Step 1: $n = 3k + 1$. $3k + 1 \equiv 3 \pmod{5} \Rightarrow 3k \equiv 2 \pmod{5}$.
$3^{-1} \equiv 2 \pmod{5}$, so $k \equiv 4 \pmod{5}$. $k = 5j + 4$, $n = 15j + 13$.
Step 2: $15j + 13 \equiv 2 \pmod{7} \Rightarrow j + 6 \equiv 2 \pmod{7} \Rightarrow j \equiv 3 \pmod{7}$.
$j = 7m + 3$, $n = 105m + 58$.
Solutions: $n = 58, 163, 268, \ldots$
In $[100, 200]$: $n = \boxed{163}$.
Verify: $163 = 54 \times 3 + 1$ , $163 = 32 \times 5 + 3$ , $163 = 23 \times 7 + 2$ .

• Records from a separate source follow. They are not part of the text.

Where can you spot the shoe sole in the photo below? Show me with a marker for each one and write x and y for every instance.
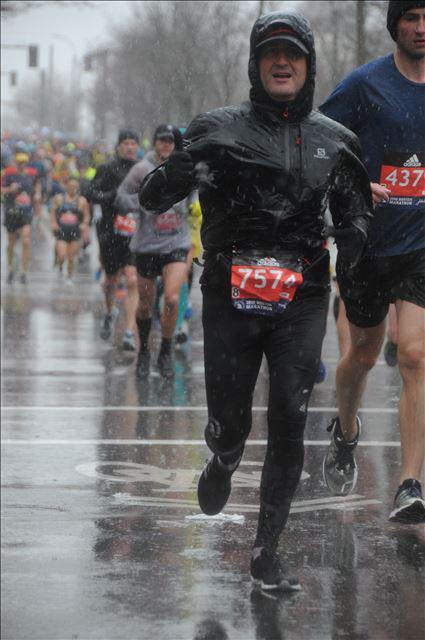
(283, 586)
(412, 514)
(340, 493)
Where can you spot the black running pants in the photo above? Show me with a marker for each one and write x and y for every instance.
(234, 344)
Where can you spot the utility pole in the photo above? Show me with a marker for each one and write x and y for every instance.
(360, 31)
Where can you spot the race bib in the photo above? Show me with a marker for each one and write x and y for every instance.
(125, 225)
(264, 285)
(168, 223)
(68, 219)
(404, 175)
(23, 200)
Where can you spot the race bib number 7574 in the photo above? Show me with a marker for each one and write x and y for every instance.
(263, 286)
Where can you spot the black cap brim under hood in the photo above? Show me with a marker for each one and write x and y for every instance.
(299, 108)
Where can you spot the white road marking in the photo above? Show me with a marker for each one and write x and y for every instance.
(174, 443)
(340, 503)
(179, 409)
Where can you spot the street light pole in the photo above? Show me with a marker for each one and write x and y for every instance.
(75, 78)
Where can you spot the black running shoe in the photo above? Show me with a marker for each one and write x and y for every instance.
(143, 364)
(214, 487)
(390, 353)
(409, 506)
(268, 573)
(106, 328)
(339, 466)
(165, 365)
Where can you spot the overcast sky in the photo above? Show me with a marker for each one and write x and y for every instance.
(68, 29)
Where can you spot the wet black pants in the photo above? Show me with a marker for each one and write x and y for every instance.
(234, 344)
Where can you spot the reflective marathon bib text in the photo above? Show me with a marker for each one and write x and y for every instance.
(404, 175)
(125, 225)
(262, 284)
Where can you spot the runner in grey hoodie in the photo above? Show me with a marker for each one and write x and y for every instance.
(160, 247)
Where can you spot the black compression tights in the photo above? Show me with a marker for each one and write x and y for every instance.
(234, 346)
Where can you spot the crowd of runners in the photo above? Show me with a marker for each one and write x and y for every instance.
(260, 180)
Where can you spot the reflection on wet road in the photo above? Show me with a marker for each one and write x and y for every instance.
(101, 533)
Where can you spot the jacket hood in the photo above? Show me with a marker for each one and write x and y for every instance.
(299, 108)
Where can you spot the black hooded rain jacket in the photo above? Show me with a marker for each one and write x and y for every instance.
(266, 171)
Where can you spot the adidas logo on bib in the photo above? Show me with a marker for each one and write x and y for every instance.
(412, 162)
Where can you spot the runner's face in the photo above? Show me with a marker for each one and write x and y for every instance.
(127, 149)
(164, 147)
(411, 33)
(283, 71)
(72, 187)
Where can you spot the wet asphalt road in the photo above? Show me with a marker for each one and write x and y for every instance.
(101, 533)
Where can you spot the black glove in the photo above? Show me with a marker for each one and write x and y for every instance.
(350, 242)
(179, 170)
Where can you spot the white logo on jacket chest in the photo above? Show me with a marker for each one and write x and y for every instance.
(321, 153)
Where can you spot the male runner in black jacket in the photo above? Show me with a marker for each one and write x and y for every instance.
(266, 170)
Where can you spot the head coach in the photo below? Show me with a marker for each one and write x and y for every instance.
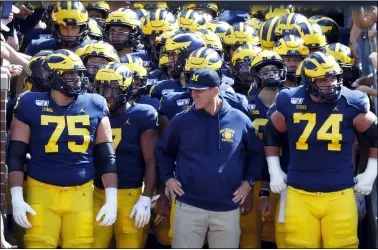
(201, 160)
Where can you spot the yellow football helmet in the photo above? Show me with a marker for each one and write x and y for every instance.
(181, 44)
(255, 23)
(135, 64)
(298, 74)
(267, 35)
(150, 5)
(279, 10)
(191, 20)
(258, 11)
(293, 50)
(204, 8)
(241, 63)
(98, 6)
(115, 81)
(329, 27)
(319, 65)
(70, 13)
(203, 58)
(64, 61)
(287, 22)
(312, 34)
(157, 22)
(122, 18)
(220, 28)
(95, 32)
(344, 57)
(268, 77)
(212, 40)
(36, 74)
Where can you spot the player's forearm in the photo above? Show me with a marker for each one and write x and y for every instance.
(150, 180)
(110, 180)
(16, 179)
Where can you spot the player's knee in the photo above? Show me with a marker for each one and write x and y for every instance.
(40, 242)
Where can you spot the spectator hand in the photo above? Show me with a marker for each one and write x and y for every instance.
(241, 193)
(15, 70)
(174, 187)
(247, 207)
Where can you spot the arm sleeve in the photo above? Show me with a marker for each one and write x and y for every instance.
(255, 153)
(151, 120)
(167, 150)
(21, 110)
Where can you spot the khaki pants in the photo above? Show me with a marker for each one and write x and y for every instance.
(191, 224)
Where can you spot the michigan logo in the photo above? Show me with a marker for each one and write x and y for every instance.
(227, 134)
(195, 78)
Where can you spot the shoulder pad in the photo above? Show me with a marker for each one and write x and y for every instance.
(356, 98)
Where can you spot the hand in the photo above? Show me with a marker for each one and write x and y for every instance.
(162, 206)
(5, 244)
(241, 193)
(247, 207)
(361, 206)
(109, 210)
(265, 208)
(373, 58)
(174, 187)
(24, 11)
(142, 211)
(364, 184)
(372, 34)
(20, 208)
(15, 70)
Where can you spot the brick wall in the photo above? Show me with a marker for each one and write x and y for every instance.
(4, 89)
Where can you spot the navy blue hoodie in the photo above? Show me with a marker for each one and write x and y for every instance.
(209, 152)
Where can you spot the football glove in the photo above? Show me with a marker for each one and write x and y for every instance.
(20, 207)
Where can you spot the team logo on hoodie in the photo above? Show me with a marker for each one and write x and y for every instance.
(227, 134)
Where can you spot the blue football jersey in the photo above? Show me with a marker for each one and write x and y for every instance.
(165, 87)
(62, 138)
(321, 137)
(127, 129)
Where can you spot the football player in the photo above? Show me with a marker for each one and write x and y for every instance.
(135, 133)
(241, 67)
(293, 50)
(96, 56)
(269, 72)
(64, 130)
(320, 116)
(69, 28)
(155, 24)
(140, 87)
(99, 11)
(122, 30)
(177, 49)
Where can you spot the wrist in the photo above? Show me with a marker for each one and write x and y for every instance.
(111, 194)
(17, 193)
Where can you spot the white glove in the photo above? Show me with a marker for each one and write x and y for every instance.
(109, 210)
(20, 207)
(277, 176)
(364, 181)
(142, 210)
(361, 206)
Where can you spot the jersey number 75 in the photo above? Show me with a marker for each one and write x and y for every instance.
(52, 147)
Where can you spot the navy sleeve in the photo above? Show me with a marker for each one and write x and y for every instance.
(167, 150)
(150, 120)
(254, 148)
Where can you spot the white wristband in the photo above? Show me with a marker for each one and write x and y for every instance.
(274, 164)
(371, 168)
(17, 193)
(111, 194)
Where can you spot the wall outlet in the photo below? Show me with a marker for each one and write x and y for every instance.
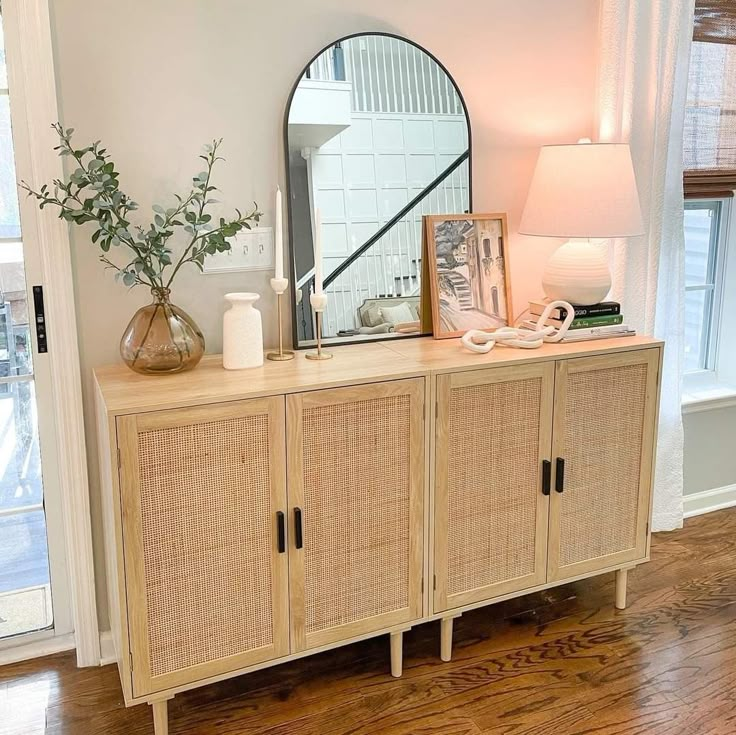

Section 1.5 Summary — Key Tools
| Tool | When to Use |
|---|
| $ax \equiv b \pmod{m}$ solvable iff $\gcd(a,m) \mid b$ | First check before solving any linear congruence |
| Modular inverse $a^{-1}$: exists when $\gcd(a,m)=1$ | Solve $ax \equiv b$ via $x \equiv a^{-1}b$ |
| Extended Euclidean Algorithm | Find inverse for larger moduli |
| Euler/Fermat: $a^{-1} \equiv a^{\varphi(m)-1}$ | Alternative inverse method (good for prime $m$) |
| $d = \gcd(a,m) > 1$: divide by $d$, get $d$ solutions | Multiple-solution cases |
| CRT: solve systems with coprime moduli | Step-by-step substitution method |
| Always verify your answer! | Plug back into the original congruence(s) |